​Diefenbunker, Musée canadien de la guerre froide

Le « Diefenbunker » est un abri souterrain conçu pour résister à une puissante explosion nucléaire.

Le « Diefenbunker » est un abri souterrain conçu pour résister à une puissante explosion nucléaire. Nommé en l’honneur du premier ministre John Diefenbaker, il est construit à Carp, en Ontario, à un moment de fortes tensions de la guerre froide, entre 1959 et 1961. Il est aujourd’hui le Musée canadien de la guerre froide.

Angoisses de la guerre froide

Dans les années 1950, la tension croît entre l’Occident, mené par les Américains, et le Parti communiste, mené par les Soviétiques. Les Canadiens sont ébranlés par la crise de Suez de 1956 et par la menace nucléaire brandie par le nouveau premier ministre soviétique Nikita Khrouchtchev, de même que par la prolifération de missiles balistiques intercontinentaux dans l’OTAN (Organisation du traité de l’Atlantique Nord) et dans les pays de l’Union soviétique. En 1957, le premier ministre Khrouchtchev invite les États‑Unis à une « compétition de tir », puis demande à l’Occident de quitter Berlin l’année suivante. En 1959, la révolution cubaine est déclenchée et l’insurrection des Viet Cong, communistes, est organisée au Vietnam. La position géographique du Canada, qui place ce dernier au cœur du conflit entre l’Union soviétique et les États‑Unis, met sérieusement la nation à risque.

En réaction à la crise internationale grandissante, John Diefenbaker annonce en 1958 que « l’on procèdera à l’établissement d’un système fédéral décentralisé de gouvernement d’urgence avec des composantes centrales, régionales et locales ». Le premier ministre Diefenbaker autorise la construction d’un réseau de 50 abris en cas de retombées nucléaires un peu partout au Canada, afin de protéger certains membres du gouvernement dans l’éventualité d’une attaque. Le projet est intitulé « Centre expérimental des transmissions de l’armée » (Emergency Army Signals Establishment [EASE]) pour en dissimuler le véritable but. Toutefois, un journaliste du Toronto Star découvre le pot aux roses en survolant le site d’un abri en construction et dévoile tout, au grand déplaisir de John Diefenbaker.

Explosion de cinq mégatonnes

Le plus grand quartier général de crise du gouvernement est construit à la base des Forces canadiennes (FC) à Carp, une petite ville située à 30 km à l’ouest d’Ottawa. Il peut contenir suffisamment de vivres pour subvenir aux besoins de 535 personnes pendant 30 jours. Avec une superficie de plus de 9 290 m2, l’abri souterrain de quatre étages présente plus de 350 pièces, dont une salle de décontamination, des installations médicales et dentaires, un centre de crise, des salles à manger et des dortoirs. Il est construit sur une ancienne ferme protégée par une vallée naturelle, à distance d’évacuation de la capitale.

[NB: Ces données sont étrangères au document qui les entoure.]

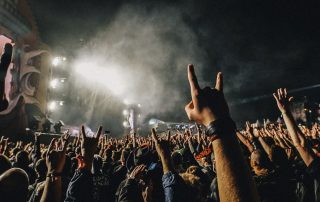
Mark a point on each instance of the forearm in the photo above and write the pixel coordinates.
(52, 190)
(298, 139)
(265, 146)
(166, 164)
(234, 179)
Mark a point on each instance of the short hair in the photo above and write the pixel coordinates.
(5, 164)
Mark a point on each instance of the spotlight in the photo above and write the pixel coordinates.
(126, 102)
(56, 61)
(52, 105)
(57, 126)
(54, 83)
(125, 112)
(126, 124)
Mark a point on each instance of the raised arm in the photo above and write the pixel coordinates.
(55, 161)
(208, 107)
(298, 139)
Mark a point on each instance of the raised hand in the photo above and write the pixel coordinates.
(89, 146)
(56, 157)
(207, 104)
(282, 99)
(163, 150)
(137, 172)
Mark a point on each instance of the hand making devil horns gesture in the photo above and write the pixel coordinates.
(207, 104)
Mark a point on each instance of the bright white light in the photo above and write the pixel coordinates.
(126, 124)
(152, 121)
(54, 83)
(56, 61)
(52, 105)
(125, 112)
(111, 76)
(126, 102)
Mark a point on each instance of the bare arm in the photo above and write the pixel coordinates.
(295, 133)
(234, 180)
(207, 107)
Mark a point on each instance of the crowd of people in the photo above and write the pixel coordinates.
(216, 162)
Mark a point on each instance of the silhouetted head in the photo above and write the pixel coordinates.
(4, 164)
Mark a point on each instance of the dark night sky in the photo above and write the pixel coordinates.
(259, 45)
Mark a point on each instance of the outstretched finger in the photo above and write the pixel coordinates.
(51, 145)
(99, 132)
(285, 93)
(154, 136)
(219, 82)
(83, 132)
(194, 85)
(276, 97)
(65, 144)
(169, 135)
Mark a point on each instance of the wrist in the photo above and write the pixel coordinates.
(216, 129)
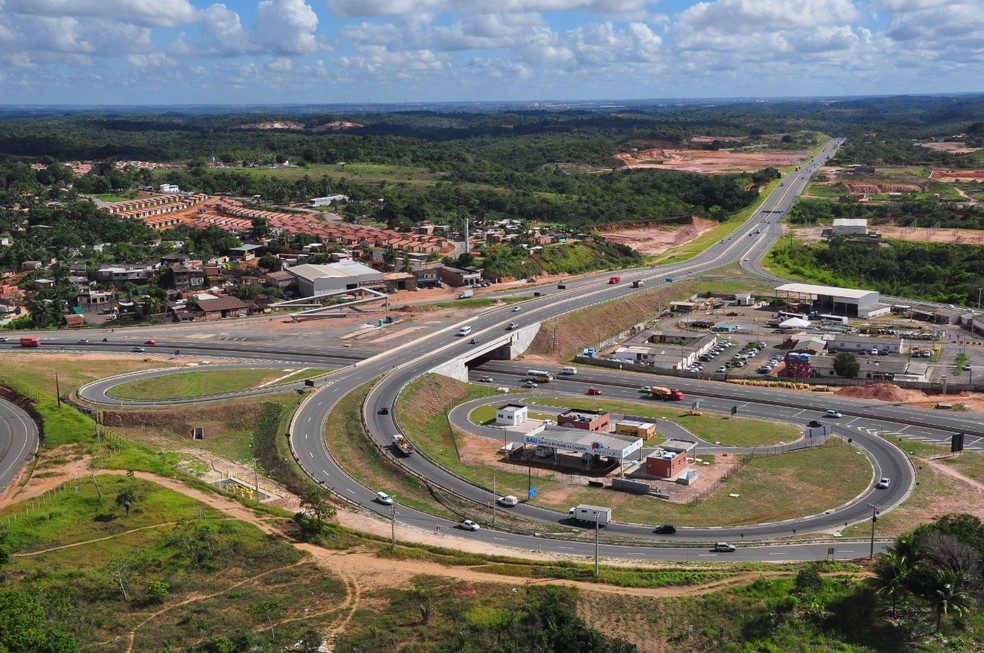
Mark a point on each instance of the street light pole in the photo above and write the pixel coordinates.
(596, 542)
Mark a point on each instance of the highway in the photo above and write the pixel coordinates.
(404, 363)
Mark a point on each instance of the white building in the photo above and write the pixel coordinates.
(511, 415)
(313, 280)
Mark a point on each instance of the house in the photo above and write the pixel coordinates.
(220, 307)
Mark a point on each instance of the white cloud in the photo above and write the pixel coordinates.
(287, 27)
(148, 13)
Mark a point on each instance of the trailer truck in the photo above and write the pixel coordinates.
(666, 394)
(590, 514)
(401, 444)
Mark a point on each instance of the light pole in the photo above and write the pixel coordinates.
(874, 518)
(596, 543)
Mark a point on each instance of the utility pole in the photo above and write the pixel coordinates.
(596, 543)
(874, 518)
(393, 527)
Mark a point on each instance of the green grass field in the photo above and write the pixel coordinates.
(201, 383)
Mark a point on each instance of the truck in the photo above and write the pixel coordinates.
(666, 394)
(401, 444)
(590, 514)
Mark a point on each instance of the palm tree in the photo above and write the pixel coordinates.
(948, 596)
(892, 575)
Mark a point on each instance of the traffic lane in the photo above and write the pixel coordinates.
(19, 440)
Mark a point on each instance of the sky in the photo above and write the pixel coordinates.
(138, 52)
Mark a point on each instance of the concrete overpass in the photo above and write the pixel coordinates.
(490, 346)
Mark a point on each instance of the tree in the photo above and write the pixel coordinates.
(948, 596)
(846, 365)
(126, 498)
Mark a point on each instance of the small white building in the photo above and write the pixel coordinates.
(511, 415)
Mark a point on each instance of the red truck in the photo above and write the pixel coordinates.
(666, 394)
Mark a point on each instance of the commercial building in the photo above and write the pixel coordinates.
(511, 414)
(314, 280)
(585, 420)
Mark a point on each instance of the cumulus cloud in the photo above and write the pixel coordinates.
(149, 13)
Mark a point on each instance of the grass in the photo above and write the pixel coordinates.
(205, 383)
(723, 429)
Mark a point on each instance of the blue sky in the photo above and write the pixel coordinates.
(331, 51)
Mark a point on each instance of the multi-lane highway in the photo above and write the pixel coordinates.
(407, 362)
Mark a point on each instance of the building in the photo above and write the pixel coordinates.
(836, 301)
(314, 280)
(220, 307)
(849, 227)
(511, 414)
(586, 420)
(456, 277)
(635, 428)
(670, 459)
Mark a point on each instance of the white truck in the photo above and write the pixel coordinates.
(590, 514)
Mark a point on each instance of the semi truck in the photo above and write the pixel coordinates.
(590, 514)
(401, 444)
(666, 394)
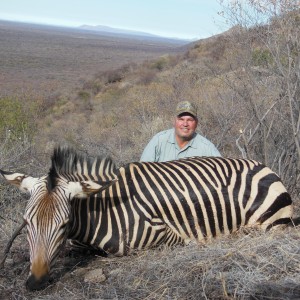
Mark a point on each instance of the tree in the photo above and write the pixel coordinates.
(269, 33)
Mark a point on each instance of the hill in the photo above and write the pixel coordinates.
(245, 83)
(56, 59)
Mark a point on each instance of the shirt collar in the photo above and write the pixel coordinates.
(172, 140)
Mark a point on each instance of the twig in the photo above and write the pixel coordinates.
(9, 244)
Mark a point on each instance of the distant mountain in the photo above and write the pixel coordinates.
(119, 31)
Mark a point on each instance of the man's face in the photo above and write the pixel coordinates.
(185, 126)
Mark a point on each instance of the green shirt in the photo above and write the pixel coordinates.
(163, 147)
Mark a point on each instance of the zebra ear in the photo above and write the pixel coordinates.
(83, 189)
(22, 181)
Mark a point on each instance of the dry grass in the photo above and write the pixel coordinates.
(241, 266)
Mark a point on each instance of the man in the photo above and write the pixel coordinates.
(180, 141)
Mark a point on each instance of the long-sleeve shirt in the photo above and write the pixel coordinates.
(163, 147)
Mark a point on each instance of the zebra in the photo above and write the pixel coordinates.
(143, 204)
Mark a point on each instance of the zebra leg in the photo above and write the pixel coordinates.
(78, 247)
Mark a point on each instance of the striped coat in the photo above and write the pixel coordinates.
(144, 204)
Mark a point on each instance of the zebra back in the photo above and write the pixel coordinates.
(69, 164)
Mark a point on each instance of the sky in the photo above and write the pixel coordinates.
(186, 19)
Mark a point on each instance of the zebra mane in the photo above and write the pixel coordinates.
(74, 166)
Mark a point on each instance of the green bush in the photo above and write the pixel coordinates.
(262, 57)
(17, 117)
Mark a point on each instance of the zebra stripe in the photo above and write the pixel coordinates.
(142, 205)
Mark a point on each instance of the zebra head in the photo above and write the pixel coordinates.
(47, 214)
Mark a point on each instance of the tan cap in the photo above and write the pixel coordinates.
(186, 107)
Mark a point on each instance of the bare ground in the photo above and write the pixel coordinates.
(241, 266)
(50, 59)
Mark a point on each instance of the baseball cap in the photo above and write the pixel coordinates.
(186, 107)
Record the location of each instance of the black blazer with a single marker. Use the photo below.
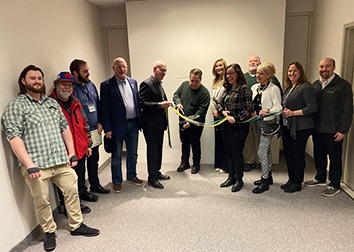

La construction de l’abri, conçu pour résister à une explosion de cinq mégatonnes, nécessite 32 000 verges cubes de béton et 5 000 tonnes d’acier; son coût total s’élève à plus de 20 millions de dollars. Des effectifs de 100 à 150 personnes travaillent 24 heures sur 24 sur le site pour permettre les communications secrètes du ministère de la Défense nationale jusqu’à la fin de la guerre froide.

Musée de la guerre froide

En 1994, trois ans après l’effondrement de l’Union soviétique, le ministère de la Défense nationale déclasse la base des FC à Carp et se retire du site. La même année, on déclare l’abri lieu historique national. L’ancienne base suscite tant l’intérêt touristique de la part du public qu’un groupe de développement privé l’achète et inaugure le musée Diefenbunker en 1998. Ce dernier est d’abord tenu par des volontaires de Carp, qui décident de former le groupe de développement Diefenbunker en constatant l’enthousiasme public suscité par les visites.

Depuis son ouverture, le musée est l’une des destinations touristiques les plus populaires en Ontario, attirant 45 280 visiteurs en 2012. Il présente des expositions tant permanentes que temporaires, et renferme plus de 3 000 livres dans ses archives et sa bibliothèque. Tenu par un organisme à but non lucratif, le musée est financé par la vente de billets, les subventions gouvernementales et les dons anonymes.